追悼・吉田義男さん 元スポニチ敏腕記者が“幻の田淵タイガース構想”を初公開

「吉見くん! あなたにとって凄く良いことが起きますよ」

意味深長な言い方をしたのは“ミスタータイガース”として活躍した田淵幸一のことだった。吉田監督は田淵と私が法政一高、法政大学の同級生で友人であることを知っていたのだ。

当時の田淵は前年の1984年に西武ライオンズで現役を引退しており、スポニチの専属評論家だった。

ここで阪神と田淵の遺恨について簡単に触れておく。1978年、田淵は西武へ放出された。

阪神からは田淵、古沢憲司、西武からは真弓明信、竹之内雅史、若菜嘉晴、竹田和史の2対4の大型トレードだった。
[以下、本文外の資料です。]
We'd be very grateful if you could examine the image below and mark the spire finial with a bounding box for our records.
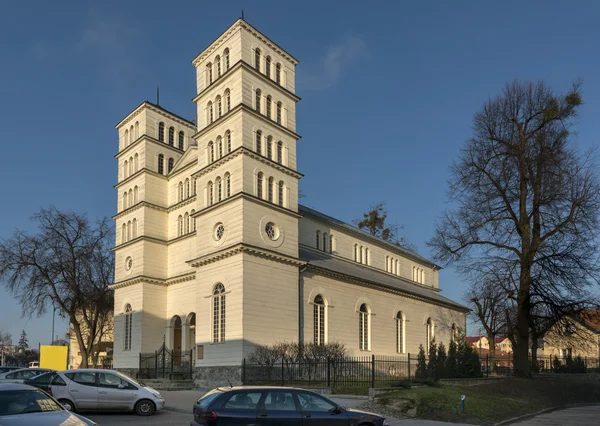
[242,9,244,20]
[157,87,160,106]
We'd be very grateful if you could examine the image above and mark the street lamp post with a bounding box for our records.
[51,305,56,345]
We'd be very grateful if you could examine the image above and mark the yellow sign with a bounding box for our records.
[39,345,68,371]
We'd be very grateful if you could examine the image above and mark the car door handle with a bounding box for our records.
[70,389,78,393]
[99,391,107,394]
[304,413,311,418]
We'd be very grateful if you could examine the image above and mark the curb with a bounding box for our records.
[331,394,369,400]
[494,402,600,425]
[164,406,193,414]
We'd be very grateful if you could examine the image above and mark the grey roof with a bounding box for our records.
[299,204,439,268]
[300,248,468,312]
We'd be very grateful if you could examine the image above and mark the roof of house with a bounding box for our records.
[299,248,468,312]
[465,336,484,343]
[299,204,439,268]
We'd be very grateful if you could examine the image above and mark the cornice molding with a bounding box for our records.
[115,134,185,159]
[168,156,198,179]
[113,196,199,220]
[116,101,196,130]
[112,230,197,251]
[192,147,243,178]
[110,272,196,290]
[191,192,301,219]
[188,242,304,268]
[243,149,303,179]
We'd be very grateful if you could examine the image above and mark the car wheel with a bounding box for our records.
[58,399,75,412]
[135,399,155,416]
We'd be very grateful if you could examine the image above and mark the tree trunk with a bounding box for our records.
[514,265,532,378]
[487,333,496,372]
[530,336,539,373]
[71,319,89,368]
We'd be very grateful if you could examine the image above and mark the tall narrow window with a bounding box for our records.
[265,56,271,79]
[216,55,221,77]
[217,96,222,118]
[316,231,321,250]
[208,102,213,123]
[267,137,273,159]
[386,256,390,272]
[127,221,131,241]
[168,157,174,173]
[255,89,261,113]
[396,312,404,354]
[254,48,261,71]
[134,154,138,172]
[122,224,127,243]
[124,129,129,146]
[330,234,333,253]
[185,178,190,198]
[225,173,231,197]
[354,244,358,262]
[168,127,174,146]
[278,181,284,207]
[277,141,283,164]
[276,102,282,125]
[129,157,133,176]
[266,95,272,119]
[216,177,222,202]
[226,130,231,152]
[255,130,262,155]
[276,63,281,84]
[157,154,164,174]
[178,131,184,150]
[184,212,189,234]
[158,122,165,142]
[451,323,457,344]
[365,248,369,265]
[128,189,133,206]
[359,304,369,351]
[257,173,263,199]
[124,304,132,351]
[178,182,183,202]
[133,186,138,204]
[123,193,128,210]
[323,232,328,252]
[123,160,128,179]
[213,283,226,343]
[359,246,363,264]
[209,142,214,162]
[191,209,196,231]
[314,295,325,346]
[208,182,214,206]
[135,121,139,139]
[268,177,274,202]
[217,136,223,158]
[177,215,183,237]
[224,48,230,70]
[207,63,213,84]
[396,260,400,276]
[225,90,231,112]
[132,218,137,238]
[426,318,433,352]
[193,178,197,195]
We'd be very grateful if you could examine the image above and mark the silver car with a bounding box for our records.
[0,383,97,425]
[27,368,165,416]
[0,368,54,383]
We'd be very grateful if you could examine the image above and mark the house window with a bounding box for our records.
[213,283,226,343]
[217,96,222,118]
[314,295,326,346]
[268,177,274,203]
[316,231,321,250]
[158,122,165,142]
[168,157,174,173]
[216,55,221,77]
[359,246,363,263]
[267,137,273,159]
[225,173,231,198]
[365,248,369,265]
[225,90,231,112]
[123,192,128,210]
[451,323,457,344]
[168,127,174,146]
[224,48,230,70]
[359,304,369,351]
[127,221,131,241]
[209,142,214,163]
[208,182,214,206]
[185,178,190,198]
[278,181,284,207]
[265,56,271,79]
[330,235,334,253]
[276,102,282,125]
[193,178,197,195]
[208,102,213,123]
[184,212,189,234]
[123,160,128,178]
[277,141,283,164]
[124,304,133,351]
[177,215,183,237]
[207,63,213,84]
[124,129,129,146]
[133,186,138,204]
[157,154,164,174]
[191,209,196,231]
[134,154,138,172]
[122,224,127,243]
[257,173,263,199]
[178,182,183,202]
[276,63,281,84]
[396,312,404,354]
[226,130,231,152]
[256,130,262,155]
[354,244,358,262]
[254,48,261,71]
[178,131,184,150]
[266,95,272,119]
[255,89,261,113]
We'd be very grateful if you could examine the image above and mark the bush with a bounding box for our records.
[416,344,428,380]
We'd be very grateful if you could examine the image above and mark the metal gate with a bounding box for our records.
[138,343,193,380]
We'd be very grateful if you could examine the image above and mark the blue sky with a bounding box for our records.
[1,0,600,348]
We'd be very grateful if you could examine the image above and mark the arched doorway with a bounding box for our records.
[171,315,182,352]
[188,313,196,363]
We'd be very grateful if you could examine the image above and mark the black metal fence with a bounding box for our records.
[481,354,600,375]
[242,355,414,388]
[138,343,193,380]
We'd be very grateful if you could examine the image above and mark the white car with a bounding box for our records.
[25,369,165,416]
[0,368,54,383]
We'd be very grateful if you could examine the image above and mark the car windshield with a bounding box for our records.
[197,390,222,410]
[0,389,63,416]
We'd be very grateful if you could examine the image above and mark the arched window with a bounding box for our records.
[208,141,215,162]
[158,122,165,142]
[225,90,231,112]
[191,209,196,231]
[276,102,282,125]
[254,48,261,71]
[329,234,334,253]
[213,283,226,343]
[178,131,184,150]
[255,130,262,155]
[177,215,183,237]
[123,160,128,179]
[268,177,274,202]
[207,63,213,84]
[128,189,133,207]
[225,173,231,198]
[184,212,189,234]
[185,178,190,198]
[127,221,131,241]
[124,304,133,351]
[130,125,134,143]
[168,126,174,146]
[386,256,389,272]
[255,89,261,113]
[412,266,416,282]
[217,136,223,158]
[323,232,328,252]
[168,157,174,173]
[224,48,230,70]
[316,231,321,250]
[207,102,213,123]
[178,182,183,202]
[265,56,271,79]
[134,154,139,172]
[266,95,272,118]
[123,192,128,210]
[215,55,221,77]
[359,246,363,264]
[121,223,127,243]
[266,136,273,159]
[208,181,214,206]
[359,304,369,351]
[132,218,137,238]
[396,312,405,354]
[420,269,425,284]
[278,181,284,207]
[217,95,222,118]
[133,186,138,204]
[226,130,231,152]
[157,154,164,174]
[451,323,457,344]
[124,129,129,146]
[216,177,222,202]
[426,318,434,352]
[396,260,399,276]
[257,172,263,199]
[135,121,139,139]
[277,142,284,165]
[354,244,358,262]
[314,295,326,346]
[276,63,281,84]
[129,157,133,176]
[365,248,369,265]
[193,178,197,195]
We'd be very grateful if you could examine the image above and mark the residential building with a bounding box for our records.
[543,310,600,359]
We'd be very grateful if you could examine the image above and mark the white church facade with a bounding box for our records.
[111,18,467,385]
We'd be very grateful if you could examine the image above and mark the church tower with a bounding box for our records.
[188,19,303,372]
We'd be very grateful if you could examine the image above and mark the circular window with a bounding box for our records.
[214,223,225,241]
[125,256,133,272]
[265,222,279,241]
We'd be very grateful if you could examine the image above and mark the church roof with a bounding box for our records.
[299,204,439,269]
[299,248,468,312]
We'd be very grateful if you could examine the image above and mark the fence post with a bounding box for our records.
[154,350,158,378]
[281,358,285,387]
[190,349,193,378]
[486,355,489,378]
[407,353,411,380]
[371,355,376,389]
[327,358,331,388]
[162,349,166,379]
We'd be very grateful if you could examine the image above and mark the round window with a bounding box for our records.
[125,256,133,272]
[214,223,225,241]
[265,222,279,241]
阪神から真夜中に呼び出しされた異例のトレード通告に、田淵は「深夜なんて常識外れだ!」と怒りをブチまけたものだ。そんな経緯もあり、田淵は二度と阪神に戻らない意思を固めていた。

阪神本社は田淵を監督で戻す

吉田監督が私に口にした情報に話を戻すと、吉田監督は「吉見くん、阪神本社幹部には田淵を監督で戻す意思があるんや。だからしっかり田淵に帝王学を…」と、阪神監督として目があることを打ち明けた。田淵との関係から私が喜ぶと思ったのだろう。

もちろん、この裏話は吉田氏が亡くなったので初めて書いたのだが、結果的に田淵は5年後の1990年に福岡ダイエーホークスの監督に就任した。これにより阪神監督の道は完全に断たれたと言っていい。

さて、吉田氏の現役選手時代といえば、阪神の伝統である派閥の全盛期だった。当時は村山実派と吉田派に分かれており、担当記者も真っ二つに割れていた。

ある大物OBが「それは壮絶でした。村山が好投している試合で遊撃の名手・吉田がわざとトンネルするんです。村山はベンチ裏で泣いていました」と振り返るほど険悪だった。